I’m going to miss Henry Bromell. The 66-year-old writer, who died yesterday of a heart attack in Los Angeles, didn’t do dumb. If you saw his name in the opening credits of a series, whether as a producer or writer, you knew there was a chance that you were about to see something smart, surprising, and psychologically astute. Look over the man’s résumé: It’s an embarrassment of riches.
Bromell broke through twenty years ago writing for Northern Exposure and Homicide: Life on the Street; he worked on Chicago Hope, Brotherhood, Carnivàle, and the promising but short-lived That’s Life.

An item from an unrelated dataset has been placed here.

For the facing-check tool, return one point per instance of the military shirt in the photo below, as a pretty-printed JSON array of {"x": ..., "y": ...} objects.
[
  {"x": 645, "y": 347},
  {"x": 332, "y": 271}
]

Whatever their virtues and faults, these were all character-driven dramas, a cut above — sometimes many cuts above — TV’s usual.
Two of Bromell’s most notable gigs came late in his career: AMC’s Rubicon and Showtime’s Homeland. Both shows drew on his personal history as the child of a CIA officer. The former, on which Bromell served as executive producer, was one of the most original espionage shows in TV history, a one-season wonder that explored the link between spycraft and puzzles in a playful, understated way; at its best, Rubicon had the mournful intellect of such seventies paranoid thrillers as Three Days of the Condor and The Parallax View. After AMC pulled the plug on Rubicon because of low ratings, he joined Showtime’s CIA show Homeland, a drama from 24 co-producers Howard Gordon and Alex Gansa that often felt like a slowed-down, psychologically driven answer to Jack Bauer’s derring-do.
Although Homeland became increasingly silly and soapy in season two, it still aired superb episodes, the best of which was “Q&A,” which Bromell wrote. Essentially a glorified two-character hothouse piece, its heart was an extended interrogation scene pitting brilliant-unhinged heroine Carrie Mathison (Clare Danes) against her ex-lover and quarry, Sgt. Nick Brody (Damian Lewis). In my recap, I wrote, “Bromell’s active participation here is significant: Almost twenty years ago he worked on NBC’s Homicide: Life on the Street, in which entire acts — and it least one case, an episode, ‘Three Men and Adena’ — were set inside a police interrogation room colloquially known as ‘The Box.’ More than half of Homeland’s ‘Q&A’ is set in the Box.” In some ways, the episode felt like the continuation of Homicide by other means.
The Hollywood Reporter’s article on Bromell’s death goes into detail about his career as a producer and talent-wrangler. “In recent months, Bromell had been particularly involved in luring new staff members to Homeland’s writers room ahead of the show’s third season. Among the hires: James Yoshimura, who had worked with Bromell on Homicide during the 1990s.” Bromell is gone, but it’s nice to know that his legacy will continue, in small ways and large.